Rissa nel carcere di Salerno, l’allarme del Sappe

E’ il terzo episodio di violenza in meno di due settimane. Prima l’aggressione, nel reparto di Alta Sicurezza, a padre e figlio, di Cava de’ Tirreni, poi il violento litigio nella sezione femminile con il ferimento di due agenti e l’altra sera la lite tra detenuti con due dei coinvolti finito in ospedale perché gli è stato versato addosso dell’olio bollente. Anche in questo ultimo caso a denunciare l’episodio è il segretario nazionale per la Campania, Sindacato Autonomo Polizia Penitenziaria Sappe, Emilio Fattorello. «I detenuti coinvolti, tre o quattro, sono venuti a diverbio tra loro e poi passati alle vie di fatto nella prima mattinata al momento della apertura delle celle – spiega Fattorello. Un detenuto, da poco rientrato dal Reparto Isolamento per motivi disciplinari, è stato aggredito senza esclusione di colpi proibiti mentre un altro, forse intervenuto in difesa del compagno, è stato fatto oggetto dal lancio di olio bollente I due malcapitati hanno subìto gravi lesioni che hanno determinato il loro urgente ricovero al Pronto Soccorso dell’Ospedale Civile di Salerno». Probabile, ipotizza il Sappe, che nella struttura penitenziaria salernitana vi sia un tentativo di imporre la legge del più forte per acquisire una leadership interna ed esterna.

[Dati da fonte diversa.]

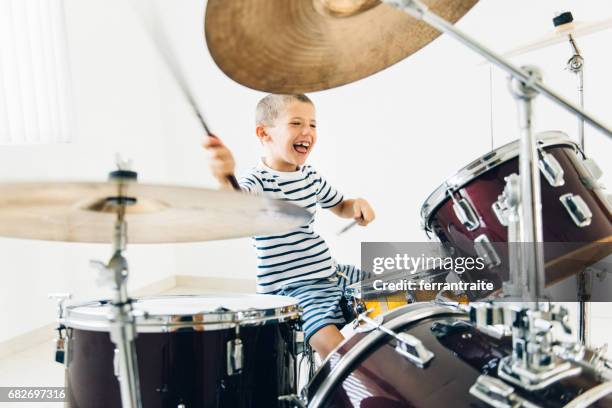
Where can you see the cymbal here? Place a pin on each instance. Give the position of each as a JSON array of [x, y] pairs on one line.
[[298, 46], [81, 212], [560, 34]]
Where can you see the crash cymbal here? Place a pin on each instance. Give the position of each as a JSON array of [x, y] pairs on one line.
[[82, 212], [297, 46], [560, 34]]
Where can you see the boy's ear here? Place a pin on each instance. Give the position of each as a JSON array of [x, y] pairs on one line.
[[261, 133]]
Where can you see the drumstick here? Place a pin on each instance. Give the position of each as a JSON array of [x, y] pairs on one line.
[[150, 20], [347, 227]]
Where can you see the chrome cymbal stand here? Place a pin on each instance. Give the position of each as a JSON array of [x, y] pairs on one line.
[[576, 65], [115, 273], [526, 85], [530, 207]]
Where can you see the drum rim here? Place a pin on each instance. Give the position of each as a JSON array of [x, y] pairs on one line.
[[483, 164], [204, 321], [390, 320]]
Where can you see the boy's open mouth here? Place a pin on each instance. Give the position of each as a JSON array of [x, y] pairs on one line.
[[302, 147]]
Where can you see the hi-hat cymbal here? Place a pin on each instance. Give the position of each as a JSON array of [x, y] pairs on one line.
[[82, 212], [295, 46]]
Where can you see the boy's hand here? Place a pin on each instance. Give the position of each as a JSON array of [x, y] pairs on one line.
[[363, 212], [221, 162]]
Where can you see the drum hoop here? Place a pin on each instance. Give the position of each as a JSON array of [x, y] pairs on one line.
[[483, 164], [422, 311], [204, 321], [589, 397]]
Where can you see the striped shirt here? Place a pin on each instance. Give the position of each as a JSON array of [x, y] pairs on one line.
[[299, 254]]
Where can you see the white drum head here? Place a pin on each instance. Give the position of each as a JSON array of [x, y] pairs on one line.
[[207, 312]]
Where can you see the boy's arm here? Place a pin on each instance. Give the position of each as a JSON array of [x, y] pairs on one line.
[[356, 208]]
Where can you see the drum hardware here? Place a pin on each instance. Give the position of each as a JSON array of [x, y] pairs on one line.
[[506, 208], [407, 345], [420, 11], [525, 83], [235, 356], [293, 399], [484, 249], [498, 394], [115, 274], [392, 321], [530, 249], [62, 340], [533, 364], [575, 65], [577, 209], [464, 211], [551, 169]]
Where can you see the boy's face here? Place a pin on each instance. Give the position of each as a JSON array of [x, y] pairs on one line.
[[291, 137]]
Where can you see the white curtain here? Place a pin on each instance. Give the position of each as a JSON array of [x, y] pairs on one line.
[[35, 93]]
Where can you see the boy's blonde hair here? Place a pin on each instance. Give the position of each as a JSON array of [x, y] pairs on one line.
[[269, 107]]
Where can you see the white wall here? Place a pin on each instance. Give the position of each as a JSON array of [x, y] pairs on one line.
[[391, 138], [117, 98]]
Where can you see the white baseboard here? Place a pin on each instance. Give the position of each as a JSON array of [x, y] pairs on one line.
[[174, 284]]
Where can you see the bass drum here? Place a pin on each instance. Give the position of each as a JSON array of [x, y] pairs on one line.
[[367, 372], [465, 212], [183, 348]]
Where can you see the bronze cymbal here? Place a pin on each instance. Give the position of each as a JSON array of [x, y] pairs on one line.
[[295, 46], [81, 212]]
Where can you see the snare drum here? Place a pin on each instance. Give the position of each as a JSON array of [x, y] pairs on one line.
[[185, 351], [466, 210], [367, 370]]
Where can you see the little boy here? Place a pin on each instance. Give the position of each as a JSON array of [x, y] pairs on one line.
[[297, 263]]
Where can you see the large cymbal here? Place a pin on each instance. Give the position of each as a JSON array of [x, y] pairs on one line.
[[294, 46], [80, 212]]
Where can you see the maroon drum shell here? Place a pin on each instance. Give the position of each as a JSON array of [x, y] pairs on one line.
[[186, 367], [592, 242], [381, 378]]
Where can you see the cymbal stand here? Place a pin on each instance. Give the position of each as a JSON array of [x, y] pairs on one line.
[[576, 65], [123, 328], [530, 207], [526, 85]]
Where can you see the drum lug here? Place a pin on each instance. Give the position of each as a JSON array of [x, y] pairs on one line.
[[485, 250], [593, 168], [500, 209], [551, 169], [235, 357], [294, 400], [577, 208], [497, 393], [465, 213], [413, 349], [116, 366]]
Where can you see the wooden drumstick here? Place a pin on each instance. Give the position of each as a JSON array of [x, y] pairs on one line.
[[150, 20], [349, 226]]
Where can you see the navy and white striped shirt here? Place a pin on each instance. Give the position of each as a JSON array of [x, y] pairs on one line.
[[299, 254]]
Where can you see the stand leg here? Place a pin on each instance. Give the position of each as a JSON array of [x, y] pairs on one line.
[[123, 334], [530, 209]]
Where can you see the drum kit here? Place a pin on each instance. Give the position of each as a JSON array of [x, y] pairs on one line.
[[421, 350]]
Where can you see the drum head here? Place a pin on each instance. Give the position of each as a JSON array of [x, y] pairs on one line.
[[199, 312]]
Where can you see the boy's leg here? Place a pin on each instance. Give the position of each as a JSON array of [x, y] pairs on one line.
[[325, 340]]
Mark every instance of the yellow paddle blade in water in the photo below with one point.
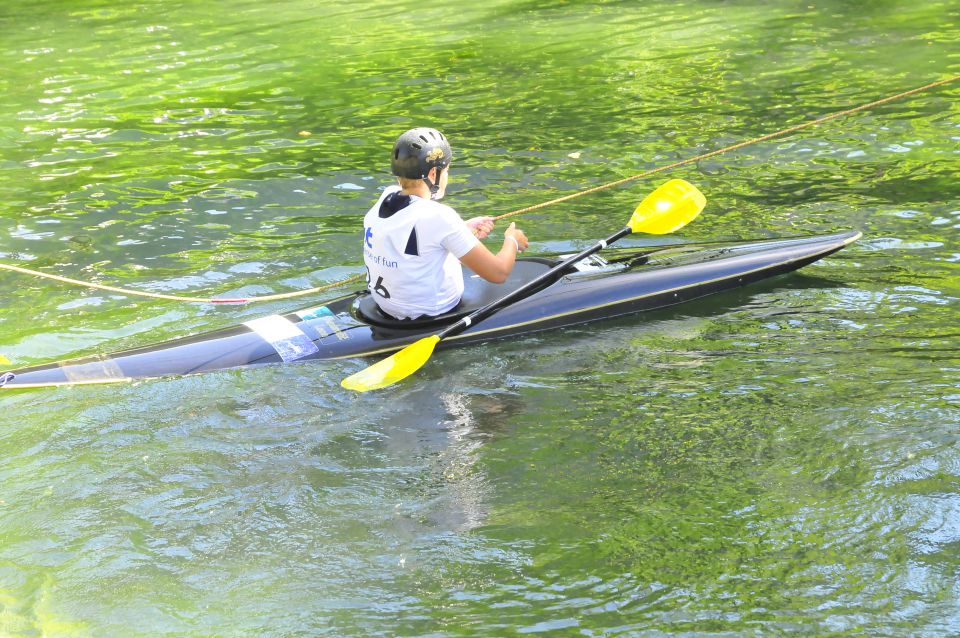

Ma il Sappe denuncia altri eventi critici accaduti: nella Sesta Sezione isolamento-separazione è stato trovato un altro cellulare mentre al Reparto colloqui è stata rinvenuta una pennetta Usb. La carenza di personale è la prima delle criticità contestate dal Sappe «Basti pensare – sottolinea il sindacalista del Sappe – che le assenze ed i riposi medici del personale toccano punte insostenibili, oltre il 50 per cento a fronte del 35 tollerabile. Tutto questo avviene a causa di un’organizzazione del lavoro non corrispondente agli accordi esistenti e sottoscritti tra le parti in diversi livelli. Il prossimo 16 gennaio, annuncia Fattoriello, la questione sarà affrontata dal giudice del lavoro del Tribunale di Salerno».